Une fois capturés, ces savoirs sont projetés dans un espace globalisé et uniformisé, où ils se consomment à la vitesse d’un swipe… et perdent aussitôt leur essence profonde.
Bien sûr, TikTok donne une visibilité inédite aux cultures africaines. Mais à quel prix ?
Ce qui devait être un partage devient souvent une dilution, voire un vol silencieux.
Une tradition qui traversait des générations, transmise dans le couvent, la case du sage, le cercle du village, se retrouve réduite à une courte vidéo soumise aux likes, aux tendances, et aux algorithmes.
Le savoir, jadis sacré, devient un divertissement éphémère.
Pire encore, l’Afrique n’a pas construit de « université des savoirs endogènes » où ces connaissances pourraient être archivées, étudiées, développées et protégées.

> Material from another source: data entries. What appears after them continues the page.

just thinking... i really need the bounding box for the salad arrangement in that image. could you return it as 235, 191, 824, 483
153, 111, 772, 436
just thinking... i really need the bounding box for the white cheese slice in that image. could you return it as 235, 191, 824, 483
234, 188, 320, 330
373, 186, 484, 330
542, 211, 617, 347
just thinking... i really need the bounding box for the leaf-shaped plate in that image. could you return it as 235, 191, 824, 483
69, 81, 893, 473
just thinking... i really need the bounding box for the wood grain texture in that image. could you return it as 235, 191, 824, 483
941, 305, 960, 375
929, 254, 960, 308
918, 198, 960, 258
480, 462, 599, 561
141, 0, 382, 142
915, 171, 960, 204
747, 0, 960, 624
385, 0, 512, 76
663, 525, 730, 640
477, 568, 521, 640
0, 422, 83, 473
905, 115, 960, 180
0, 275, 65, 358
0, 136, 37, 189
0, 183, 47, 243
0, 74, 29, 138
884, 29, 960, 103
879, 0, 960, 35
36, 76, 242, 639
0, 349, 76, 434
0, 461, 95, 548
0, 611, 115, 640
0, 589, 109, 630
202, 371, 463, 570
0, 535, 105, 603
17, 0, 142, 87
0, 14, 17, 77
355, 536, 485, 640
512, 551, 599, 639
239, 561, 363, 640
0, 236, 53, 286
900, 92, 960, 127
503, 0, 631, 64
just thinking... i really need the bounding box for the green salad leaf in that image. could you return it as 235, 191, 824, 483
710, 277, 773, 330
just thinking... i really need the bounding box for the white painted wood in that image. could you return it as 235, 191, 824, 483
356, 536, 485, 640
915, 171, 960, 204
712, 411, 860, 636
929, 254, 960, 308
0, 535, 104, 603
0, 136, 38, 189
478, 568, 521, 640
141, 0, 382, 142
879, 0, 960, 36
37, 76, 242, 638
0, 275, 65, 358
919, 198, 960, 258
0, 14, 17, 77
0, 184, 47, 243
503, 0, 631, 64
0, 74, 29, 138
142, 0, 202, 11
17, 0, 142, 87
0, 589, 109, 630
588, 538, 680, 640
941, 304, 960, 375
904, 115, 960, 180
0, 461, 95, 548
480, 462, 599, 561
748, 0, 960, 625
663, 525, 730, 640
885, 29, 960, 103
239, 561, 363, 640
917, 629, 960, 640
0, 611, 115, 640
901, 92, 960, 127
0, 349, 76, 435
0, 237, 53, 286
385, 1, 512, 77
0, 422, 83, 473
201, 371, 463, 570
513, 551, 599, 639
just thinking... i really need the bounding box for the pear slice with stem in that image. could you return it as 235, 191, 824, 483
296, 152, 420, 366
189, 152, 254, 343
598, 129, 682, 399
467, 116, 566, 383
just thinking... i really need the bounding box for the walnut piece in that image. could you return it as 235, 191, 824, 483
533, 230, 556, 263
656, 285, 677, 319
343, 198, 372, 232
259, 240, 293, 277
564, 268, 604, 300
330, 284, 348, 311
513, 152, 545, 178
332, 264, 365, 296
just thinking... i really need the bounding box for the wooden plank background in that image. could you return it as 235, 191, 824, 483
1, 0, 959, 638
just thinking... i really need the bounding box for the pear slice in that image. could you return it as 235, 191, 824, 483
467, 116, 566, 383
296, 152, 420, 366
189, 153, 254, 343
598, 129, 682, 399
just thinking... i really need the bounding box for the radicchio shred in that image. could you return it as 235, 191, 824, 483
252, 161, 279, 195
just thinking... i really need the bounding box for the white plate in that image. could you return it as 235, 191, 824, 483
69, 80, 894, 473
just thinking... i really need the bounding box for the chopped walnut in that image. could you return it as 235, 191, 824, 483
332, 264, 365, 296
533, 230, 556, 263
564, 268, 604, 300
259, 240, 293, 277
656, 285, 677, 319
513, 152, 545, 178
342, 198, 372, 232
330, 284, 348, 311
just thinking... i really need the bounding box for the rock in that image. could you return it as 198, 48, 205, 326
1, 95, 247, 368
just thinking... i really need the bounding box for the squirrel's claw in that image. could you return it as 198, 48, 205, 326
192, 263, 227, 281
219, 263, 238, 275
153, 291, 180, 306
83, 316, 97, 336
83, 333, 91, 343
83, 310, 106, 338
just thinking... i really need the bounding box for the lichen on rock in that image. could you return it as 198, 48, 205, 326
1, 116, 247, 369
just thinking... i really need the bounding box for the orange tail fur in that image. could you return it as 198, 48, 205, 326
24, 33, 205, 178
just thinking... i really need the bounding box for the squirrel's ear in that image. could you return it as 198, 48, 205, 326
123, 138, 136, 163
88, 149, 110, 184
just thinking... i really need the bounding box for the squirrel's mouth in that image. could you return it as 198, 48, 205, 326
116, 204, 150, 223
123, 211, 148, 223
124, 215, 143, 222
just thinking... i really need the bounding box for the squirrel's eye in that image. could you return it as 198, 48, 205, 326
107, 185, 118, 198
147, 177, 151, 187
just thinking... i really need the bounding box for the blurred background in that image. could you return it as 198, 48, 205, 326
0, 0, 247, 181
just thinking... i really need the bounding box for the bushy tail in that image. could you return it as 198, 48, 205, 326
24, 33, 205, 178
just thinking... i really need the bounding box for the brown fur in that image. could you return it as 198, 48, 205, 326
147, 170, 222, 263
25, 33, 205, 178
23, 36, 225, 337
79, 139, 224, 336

Aucun grand centre de documentation digne de ce nom pour recueillir les recherches du passé et en inspirer d’autres.
Ce vide est comblé par le numérique, mais à sa manière : superficielle et volatile.
Et pendant que nous dansons devant les écrans, nos jeunes esprits les plus brillants, formés grâce à des bourses étrangères, s’envolent vers l’Occident, attirés par de meilleures conditions de vie.
Ils ne reviennent pas, laissant derrière eux un continent qui peine à transformer ses richesses en prospérité.
Ainsi, le cercle vicieux continue : exportation des talents, importation de contenus vides, acculturation progressive.
Quand viendra le véritable développement de l’Afrique ?
Ce ne sera pas seulement lorsque nous aurons des routes ou des gratte-ciel.
Ce sera le jour où nous aurons bâti nos propres lieux de savoir, physiques et numériques, protégés des logiques mercantiles et algorithmiques.
Le jour où nos enfants apprendront d’abord à écouter la voix de leurs ancêtres avant celle des « trends ».
L’Afrique a déjà tout pour redevenir un paradis terrestre. Il ne lui manque qu’une seule chose : reprendre le contrôle sur ce qui fait son âme… son savoir.